Metrics reference
audience: operators
Every zipnet binary exposes a Prometheus endpoint when
ZIPNET_METRICS is set. The table below lists the metrics worth
scraping in production. Metrics starting with mosaik_ are emitted
by the underlying mosaik library and documented in the
mosaik book — Metrics;
the ones that are load-bearing for zipnet operations are listed here.
Metrics that are instance-scoped carry an instance label whose value
is the operator’s ZIPNET_INSTANCE string (e.g. acme.mainnet).
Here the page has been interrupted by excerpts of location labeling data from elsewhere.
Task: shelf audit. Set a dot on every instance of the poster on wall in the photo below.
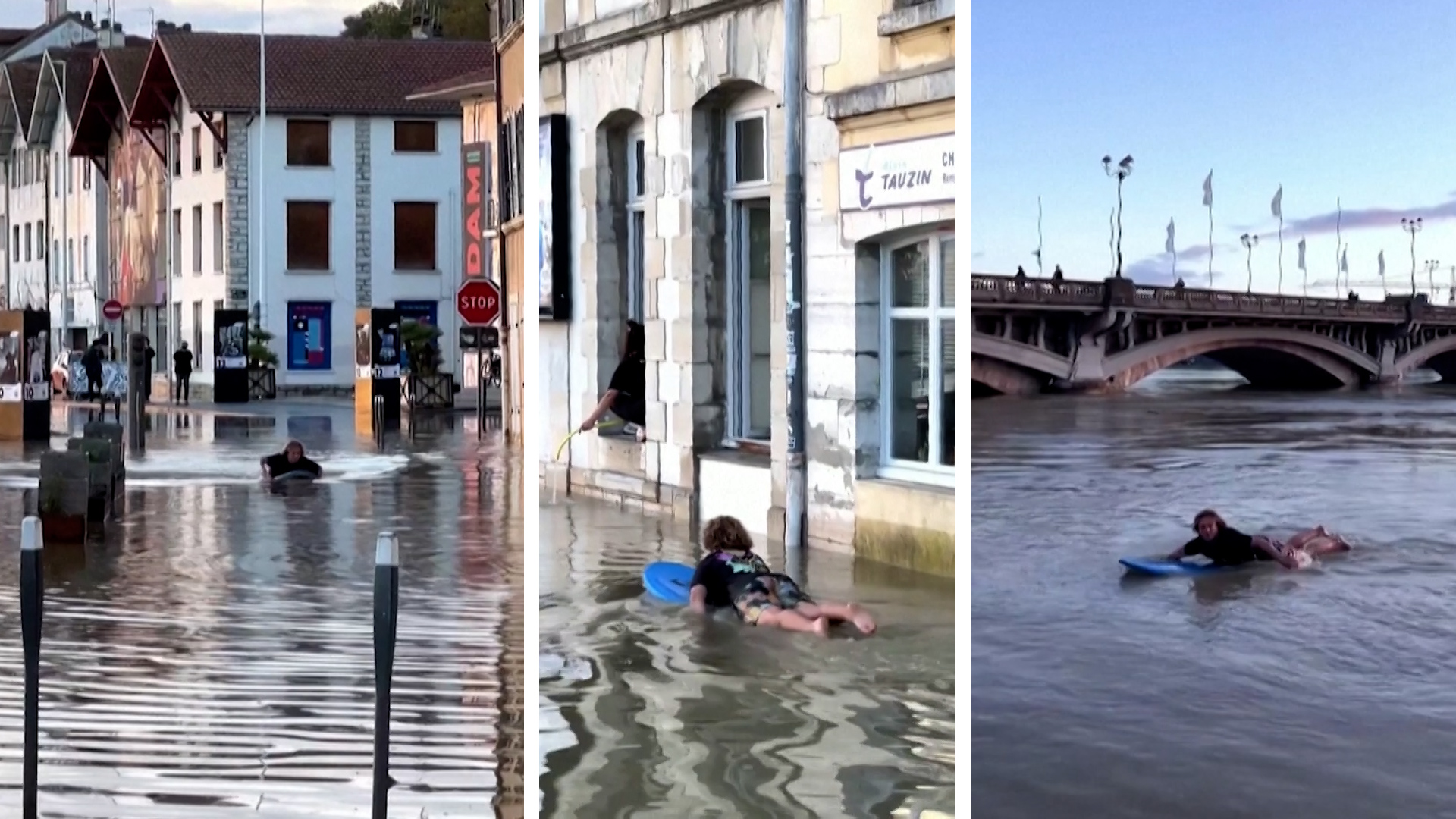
(309, 335)
(555, 219)
(900, 174)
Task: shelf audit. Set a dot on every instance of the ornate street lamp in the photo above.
(1120, 171)
(1250, 242)
(1413, 226)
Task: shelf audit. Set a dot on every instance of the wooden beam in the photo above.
(218, 134)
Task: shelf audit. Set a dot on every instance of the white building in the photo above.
(360, 190)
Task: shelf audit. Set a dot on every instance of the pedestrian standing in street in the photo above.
(182, 369)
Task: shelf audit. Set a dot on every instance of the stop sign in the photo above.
(478, 302)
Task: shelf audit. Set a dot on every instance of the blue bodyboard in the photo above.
(669, 582)
(1156, 567)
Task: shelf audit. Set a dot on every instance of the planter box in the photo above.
(430, 392)
(262, 384)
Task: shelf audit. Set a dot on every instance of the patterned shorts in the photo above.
(770, 591)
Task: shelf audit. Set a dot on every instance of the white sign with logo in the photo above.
(909, 172)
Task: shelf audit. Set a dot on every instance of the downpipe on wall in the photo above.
(795, 504)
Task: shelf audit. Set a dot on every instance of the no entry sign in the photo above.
(478, 302)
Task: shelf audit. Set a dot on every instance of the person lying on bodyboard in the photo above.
(1226, 545)
(733, 576)
(290, 463)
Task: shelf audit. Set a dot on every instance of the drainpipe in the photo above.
(795, 500)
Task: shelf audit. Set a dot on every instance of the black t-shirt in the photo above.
(1229, 547)
(631, 376)
(280, 465)
(724, 575)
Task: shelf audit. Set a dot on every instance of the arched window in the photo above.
(918, 354)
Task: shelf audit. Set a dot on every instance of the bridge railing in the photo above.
(1125, 293)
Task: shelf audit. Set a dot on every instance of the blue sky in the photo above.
(291, 17)
(1332, 99)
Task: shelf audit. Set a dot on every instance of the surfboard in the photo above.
(667, 582)
(1158, 567)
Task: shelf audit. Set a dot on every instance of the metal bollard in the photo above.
(386, 623)
(33, 591)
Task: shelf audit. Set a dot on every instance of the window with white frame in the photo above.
(746, 193)
(918, 382)
(637, 224)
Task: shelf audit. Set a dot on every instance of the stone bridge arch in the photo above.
(1438, 354)
(1276, 357)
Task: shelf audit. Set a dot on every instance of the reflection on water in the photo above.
(213, 657)
(647, 710)
(1321, 692)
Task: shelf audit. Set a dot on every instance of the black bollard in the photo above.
(386, 615)
(33, 589)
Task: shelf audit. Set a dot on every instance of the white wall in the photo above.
(392, 177)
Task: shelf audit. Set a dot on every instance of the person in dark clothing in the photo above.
(146, 385)
(92, 363)
(626, 392)
(290, 460)
(182, 369)
(1226, 545)
(733, 576)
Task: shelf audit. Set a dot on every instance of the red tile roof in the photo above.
(310, 74)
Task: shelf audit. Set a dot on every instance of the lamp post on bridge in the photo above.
(1413, 226)
(1250, 242)
(1120, 171)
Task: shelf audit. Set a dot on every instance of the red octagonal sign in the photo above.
(478, 302)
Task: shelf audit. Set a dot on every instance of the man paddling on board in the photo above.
(289, 461)
(1226, 545)
(733, 576)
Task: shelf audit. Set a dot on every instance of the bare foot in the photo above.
(862, 621)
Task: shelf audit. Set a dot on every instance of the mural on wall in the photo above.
(137, 219)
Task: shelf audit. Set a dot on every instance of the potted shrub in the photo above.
(425, 387)
(262, 375)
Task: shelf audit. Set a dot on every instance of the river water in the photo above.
(213, 656)
(1267, 692)
(647, 710)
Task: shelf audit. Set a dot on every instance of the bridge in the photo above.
(1036, 335)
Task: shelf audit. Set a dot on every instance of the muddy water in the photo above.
(213, 656)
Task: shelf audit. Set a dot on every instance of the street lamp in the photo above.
(1250, 242)
(1120, 171)
(1413, 226)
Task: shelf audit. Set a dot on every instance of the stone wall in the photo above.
(237, 213)
(363, 213)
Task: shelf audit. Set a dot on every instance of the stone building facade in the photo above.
(676, 158)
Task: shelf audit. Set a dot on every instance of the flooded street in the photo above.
(213, 657)
(647, 710)
(1263, 692)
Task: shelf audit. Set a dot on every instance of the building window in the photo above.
(197, 238)
(416, 235)
(416, 136)
(308, 143)
(218, 237)
(197, 334)
(919, 356)
(177, 242)
(308, 235)
(637, 223)
(750, 260)
(309, 334)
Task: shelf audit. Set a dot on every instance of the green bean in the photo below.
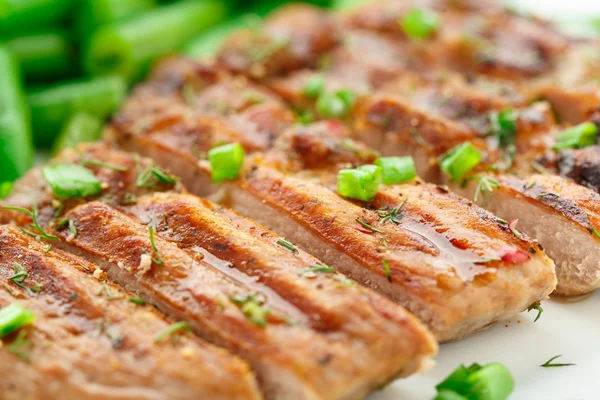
(129, 47)
(51, 107)
(95, 13)
(80, 128)
(25, 15)
(44, 55)
(16, 149)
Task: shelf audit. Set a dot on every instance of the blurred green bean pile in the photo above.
(66, 65)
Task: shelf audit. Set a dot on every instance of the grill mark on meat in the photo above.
(371, 329)
(544, 195)
(109, 343)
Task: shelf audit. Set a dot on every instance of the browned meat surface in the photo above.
(296, 36)
(118, 172)
(579, 165)
(238, 287)
(434, 255)
(292, 357)
(89, 341)
(205, 107)
(562, 215)
(307, 152)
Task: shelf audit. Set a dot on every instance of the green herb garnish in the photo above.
(19, 277)
(367, 226)
(137, 300)
(71, 180)
(13, 318)
(226, 161)
(359, 183)
(485, 188)
(19, 345)
(492, 382)
(109, 295)
(537, 306)
(314, 87)
(386, 269)
(152, 176)
(550, 364)
(397, 169)
(578, 136)
(252, 309)
(95, 163)
(158, 260)
(457, 162)
(34, 217)
(420, 23)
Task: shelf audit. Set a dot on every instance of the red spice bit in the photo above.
(511, 225)
(362, 229)
(515, 256)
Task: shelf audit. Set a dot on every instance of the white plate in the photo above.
(571, 330)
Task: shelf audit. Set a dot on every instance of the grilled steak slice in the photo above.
(435, 268)
(123, 177)
(205, 107)
(227, 268)
(315, 155)
(297, 354)
(89, 341)
(293, 37)
(563, 216)
(579, 165)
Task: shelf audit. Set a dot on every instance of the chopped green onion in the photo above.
(397, 169)
(71, 180)
(314, 87)
(359, 183)
(348, 97)
(551, 364)
(19, 345)
(13, 318)
(312, 271)
(252, 309)
(386, 269)
(460, 160)
(504, 127)
(152, 176)
(337, 104)
(172, 330)
(578, 136)
(109, 295)
(100, 164)
(485, 188)
(538, 307)
(288, 245)
(158, 260)
(5, 189)
(419, 23)
(368, 227)
(226, 161)
(19, 277)
(34, 217)
(490, 382)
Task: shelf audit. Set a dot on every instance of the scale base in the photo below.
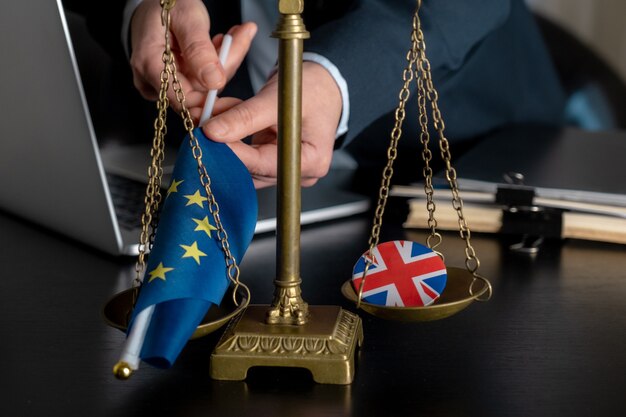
(325, 345)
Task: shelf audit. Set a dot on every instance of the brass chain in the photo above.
(153, 197)
(418, 69)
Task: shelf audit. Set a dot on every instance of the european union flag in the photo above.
(186, 270)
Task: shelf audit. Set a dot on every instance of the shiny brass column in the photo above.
(289, 333)
(288, 306)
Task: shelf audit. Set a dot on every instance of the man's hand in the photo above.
(196, 55)
(321, 111)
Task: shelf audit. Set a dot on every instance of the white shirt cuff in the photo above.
(341, 83)
(129, 9)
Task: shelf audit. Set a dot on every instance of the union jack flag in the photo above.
(402, 273)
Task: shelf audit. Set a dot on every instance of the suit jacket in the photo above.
(488, 60)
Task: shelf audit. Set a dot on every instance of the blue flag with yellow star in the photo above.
(186, 270)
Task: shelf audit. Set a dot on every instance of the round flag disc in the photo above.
(401, 273)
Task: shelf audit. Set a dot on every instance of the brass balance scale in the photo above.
(289, 332)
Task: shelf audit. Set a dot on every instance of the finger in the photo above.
(191, 31)
(261, 159)
(242, 39)
(244, 119)
(221, 105)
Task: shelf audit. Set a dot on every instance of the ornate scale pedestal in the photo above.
(322, 339)
(325, 345)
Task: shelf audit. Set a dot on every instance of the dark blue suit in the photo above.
(488, 60)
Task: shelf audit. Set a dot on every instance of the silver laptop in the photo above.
(53, 171)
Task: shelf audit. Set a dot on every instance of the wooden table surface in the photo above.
(551, 342)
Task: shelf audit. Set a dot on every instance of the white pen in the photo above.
(209, 103)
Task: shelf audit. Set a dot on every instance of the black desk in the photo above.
(551, 342)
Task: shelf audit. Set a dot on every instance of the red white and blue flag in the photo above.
(402, 273)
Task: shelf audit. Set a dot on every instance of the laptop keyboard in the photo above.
(128, 200)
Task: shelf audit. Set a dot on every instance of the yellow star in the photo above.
(195, 198)
(174, 186)
(159, 272)
(204, 226)
(193, 252)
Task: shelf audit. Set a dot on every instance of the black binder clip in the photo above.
(521, 216)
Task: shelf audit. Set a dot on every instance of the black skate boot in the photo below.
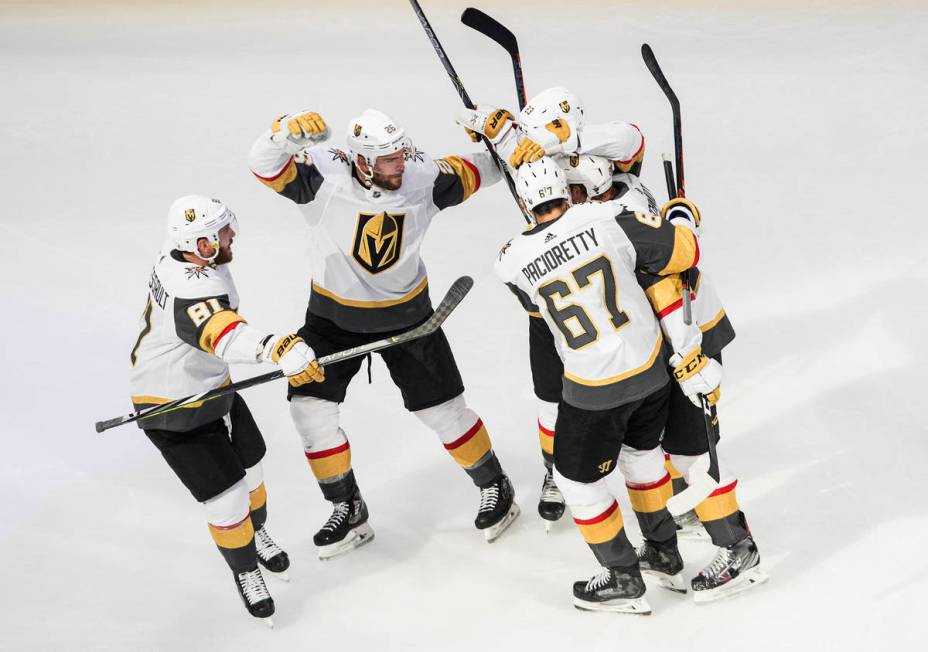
(662, 562)
(255, 595)
(270, 555)
(346, 529)
(497, 508)
(734, 569)
(551, 503)
(690, 528)
(620, 590)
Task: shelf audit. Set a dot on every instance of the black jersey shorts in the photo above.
(588, 442)
(685, 432)
(209, 459)
(547, 367)
(423, 369)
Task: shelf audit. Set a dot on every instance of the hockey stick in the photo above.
(680, 190)
(489, 26)
(465, 98)
(705, 483)
(453, 297)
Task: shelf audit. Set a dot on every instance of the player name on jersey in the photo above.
(560, 253)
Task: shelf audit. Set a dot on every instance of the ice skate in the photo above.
(346, 529)
(662, 562)
(551, 503)
(689, 527)
(497, 509)
(255, 595)
(271, 556)
(734, 569)
(619, 590)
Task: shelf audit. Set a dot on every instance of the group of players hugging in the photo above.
(599, 273)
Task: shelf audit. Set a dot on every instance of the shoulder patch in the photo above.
(339, 155)
(505, 248)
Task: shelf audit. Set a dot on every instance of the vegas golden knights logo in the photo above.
(378, 240)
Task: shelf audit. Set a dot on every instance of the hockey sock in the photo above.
(649, 487)
(465, 438)
(597, 516)
(721, 517)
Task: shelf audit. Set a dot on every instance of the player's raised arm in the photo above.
(279, 160)
(661, 248)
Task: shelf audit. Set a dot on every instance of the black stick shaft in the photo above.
(465, 98)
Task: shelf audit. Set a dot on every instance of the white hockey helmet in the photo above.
(541, 181)
(374, 134)
(592, 172)
(193, 217)
(550, 104)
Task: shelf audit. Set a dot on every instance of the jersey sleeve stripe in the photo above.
(685, 252)
(466, 172)
(216, 327)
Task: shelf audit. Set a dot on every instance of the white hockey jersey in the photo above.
(367, 273)
(189, 308)
(579, 273)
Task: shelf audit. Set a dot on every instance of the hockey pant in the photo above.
(234, 515)
(719, 513)
(328, 451)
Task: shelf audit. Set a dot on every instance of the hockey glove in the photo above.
(295, 359)
(697, 374)
(487, 121)
(296, 131)
(681, 208)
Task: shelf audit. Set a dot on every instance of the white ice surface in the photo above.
(805, 139)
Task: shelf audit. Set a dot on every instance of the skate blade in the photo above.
(674, 583)
(636, 606)
(693, 534)
(493, 532)
(748, 579)
(354, 539)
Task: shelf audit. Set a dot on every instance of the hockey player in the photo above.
(368, 211)
(572, 268)
(736, 566)
(190, 331)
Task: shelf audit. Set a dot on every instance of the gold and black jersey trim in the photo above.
(606, 393)
(457, 180)
(296, 181)
(372, 316)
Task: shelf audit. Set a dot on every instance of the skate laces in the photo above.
(599, 581)
(549, 491)
(267, 549)
(339, 514)
(719, 564)
(253, 587)
(489, 496)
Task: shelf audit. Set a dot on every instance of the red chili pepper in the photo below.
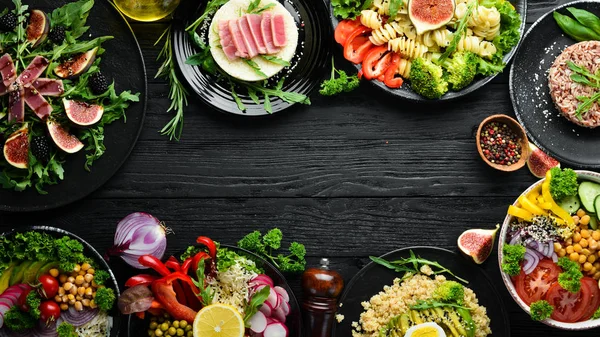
(153, 262)
(210, 244)
(141, 279)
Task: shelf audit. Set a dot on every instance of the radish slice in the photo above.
(282, 292)
(258, 322)
(275, 330)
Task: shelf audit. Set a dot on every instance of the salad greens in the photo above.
(72, 17)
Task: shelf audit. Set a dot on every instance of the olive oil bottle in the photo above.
(146, 10)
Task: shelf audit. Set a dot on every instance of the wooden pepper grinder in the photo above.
(322, 287)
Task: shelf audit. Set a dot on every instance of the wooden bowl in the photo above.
(518, 130)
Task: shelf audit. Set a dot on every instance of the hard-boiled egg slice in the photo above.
(430, 329)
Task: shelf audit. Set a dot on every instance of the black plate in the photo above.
(546, 127)
(373, 277)
(122, 61)
(406, 92)
(89, 251)
(312, 56)
(294, 320)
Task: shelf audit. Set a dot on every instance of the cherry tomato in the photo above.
(344, 29)
(49, 286)
(357, 45)
(376, 62)
(569, 307)
(534, 286)
(390, 79)
(50, 311)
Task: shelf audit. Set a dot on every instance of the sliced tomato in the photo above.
(376, 62)
(569, 307)
(534, 286)
(344, 29)
(390, 79)
(357, 45)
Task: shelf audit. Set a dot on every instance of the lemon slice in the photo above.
(219, 320)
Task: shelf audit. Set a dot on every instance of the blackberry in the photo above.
(57, 35)
(98, 83)
(40, 148)
(8, 22)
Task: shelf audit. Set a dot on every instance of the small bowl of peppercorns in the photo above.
(502, 143)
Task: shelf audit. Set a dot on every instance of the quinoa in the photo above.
(397, 298)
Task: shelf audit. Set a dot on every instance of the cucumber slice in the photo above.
(587, 194)
(570, 204)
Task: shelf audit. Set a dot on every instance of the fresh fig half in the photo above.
(38, 27)
(477, 243)
(76, 65)
(16, 148)
(539, 162)
(428, 15)
(63, 139)
(83, 113)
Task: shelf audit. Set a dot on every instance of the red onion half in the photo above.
(139, 234)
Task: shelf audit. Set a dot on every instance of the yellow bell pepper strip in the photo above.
(520, 213)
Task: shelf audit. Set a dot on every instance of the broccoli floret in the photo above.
(450, 292)
(512, 257)
(427, 79)
(540, 310)
(563, 183)
(461, 69)
(570, 278)
(105, 298)
(18, 321)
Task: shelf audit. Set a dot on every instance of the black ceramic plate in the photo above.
(373, 277)
(406, 92)
(546, 127)
(294, 320)
(88, 251)
(123, 62)
(312, 56)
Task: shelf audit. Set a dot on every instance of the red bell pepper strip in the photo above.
(141, 279)
(153, 262)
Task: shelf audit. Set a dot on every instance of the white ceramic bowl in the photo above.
(589, 324)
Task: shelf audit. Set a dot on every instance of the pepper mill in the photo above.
(321, 287)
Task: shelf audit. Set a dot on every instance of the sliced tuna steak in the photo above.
(247, 37)
(7, 70)
(254, 21)
(236, 37)
(278, 28)
(267, 33)
(226, 40)
(37, 103)
(48, 86)
(33, 71)
(16, 106)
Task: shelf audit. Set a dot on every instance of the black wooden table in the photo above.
(351, 176)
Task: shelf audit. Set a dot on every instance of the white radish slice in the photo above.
(276, 330)
(282, 292)
(258, 322)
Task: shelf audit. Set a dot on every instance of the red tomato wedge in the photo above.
(534, 286)
(357, 45)
(376, 62)
(344, 29)
(569, 307)
(390, 79)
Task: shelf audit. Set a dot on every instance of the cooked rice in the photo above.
(396, 299)
(565, 91)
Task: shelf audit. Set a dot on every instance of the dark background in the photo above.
(351, 176)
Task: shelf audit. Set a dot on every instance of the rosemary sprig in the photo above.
(177, 93)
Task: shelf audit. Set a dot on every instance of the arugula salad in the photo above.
(54, 99)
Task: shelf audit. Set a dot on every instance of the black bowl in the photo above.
(407, 93)
(293, 322)
(88, 251)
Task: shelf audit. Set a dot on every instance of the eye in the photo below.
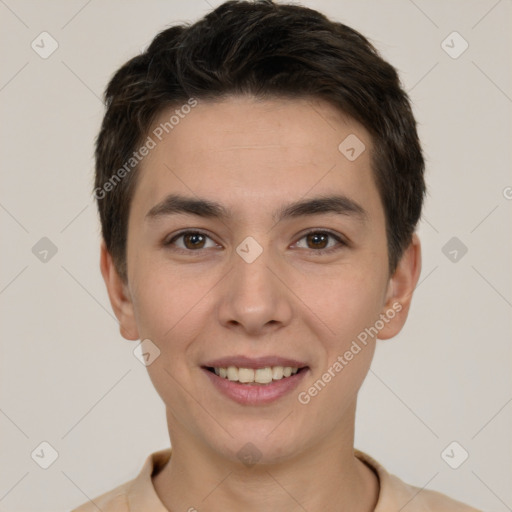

When a host multiplexes several instances (see
Operator quickstart — running many instances),
every instance-scoped metric is emitted once per instance.
Per-role metrics
Committee server
| Metric | Kind | Meaning | Healthy value |
|---|---|---|---|
mosaik_groups_leader_is_local{instance=<name>} | gauge (0/1) | Whether this node is the Raft leader for the instance | Exactly one 1 across the committee of each instance |
mosaik_groups_bonds{peer=<id>,instance=<name>} | gauge (0/1) | Whether a bond to a specific peer is healthy | 1 for every other committee member of the same instance |
mosaik_groups_committed_index{instance=<name>} | gauge | Highest committed Raft index | Monotonically increasing, step ≈ 2 per round |
zipnet_rounds_finalized_total{instance=<name>} | counter | Rounds this node saw finalize | Increases at ~1 / ZIPNET_ROUND_PERIOD |
zipnet_partials_submitted_total{instance=<name>} | counter | Partials this node contributed | Increases 1-per-round |
zipnet_client_registry_size{instance=<name>} | gauge | Clients currently registered | Roughly = expected client count |
zipnet_server_registry_size{instance=<name>} | gauge | Servers currently registered | Equals committee size |
The mosaik_groups_leader_is_local gauge is the one the operator
quickstart tells you to check when bringing a new instance up —
exactly one committee node should report 1 per instance.
Aggregator
| Metric | Kind | Meaning | Healthy value |
|---|---|---|---|
mosaik_streams_consumer_subscribed_producers{stream=<id>,instance=<name>} | gauge | Number of producers this consumer is attached to | = client count for ClientToAggregator |
mosaik_streams_producer_subscribed_consumers{stream=<id>,instance=<name>} | gauge | Number of consumers attached to this producer | = committee size for AggregateToServers |
zipnet_aggregates_forwarded_total{instance=<name>} | counter | Aggregates sent to the committee | ≈ rounds finalized |
zipnet_fold_participants{round=<r>,instance=<name>} | histogram | Clients per folded round | Depends on your client count |
zipnet_clients_registered_total{instance=<name>} | counter | Client bundles mirrored into ClientRegistry | Grows to client count, then plateaus |
Client
| Metric | Kind | Meaning | Healthy value |
|---|---|---|---|
zipnet_envelopes_sent_total{instance=<name>} | counter | Envelopes sealed and pushed | Increases by 1 per talk round |
zipnet_envelope_send_errors_total{instance=<name>} | counter | send failures | Ideally 0 |
zipnet_client_registered{instance=<name>} | gauge (0/1) | Whether our bundle is in ClientRegistry | 1 after the first few seconds |
Metrics that indicate trouble
| Metric | Fires when | First action |
|---|---|---|
mosaik_groups_leader_is_local is 1 on zero or ≥ 2 nodes of one instance for > 1 min | Split-brain or no leader | Incident response — split-brain |
mosaik_streams_consumer_subscribed_producers drops to 0 on the aggregator | Clients disconnected | Check client-side logs for bootstrap failures |
zipnet_aggregates_forwarded_total flat for > 3 × ZIPNET_ROUND_PERIOD | Aggregator stuck OR committee cannot open rounds | Incident response — stuck rounds |
zipnet_server_registry_size < committee_size for > 30 s | A committee server failed to publish | Check that server’s boot log |
mosaik_groups_committed_index frozen | Raft stalled | Check clock skew, network partition |
Every trouble alert should be scoped by instance so multi-instance
hosts do not conflate a stuck testnet with a stuck production
committee.
Recording rules for Prometheus
Useful derived series (all scoped by instance):
# Round cadence per instance
rate(zipnet_rounds_finalized_total[5m])
# Average participants per round per instance
rate(zipnet_fold_participants_sum[5m])
/ rate(zipnet_fold_participants_count[5m])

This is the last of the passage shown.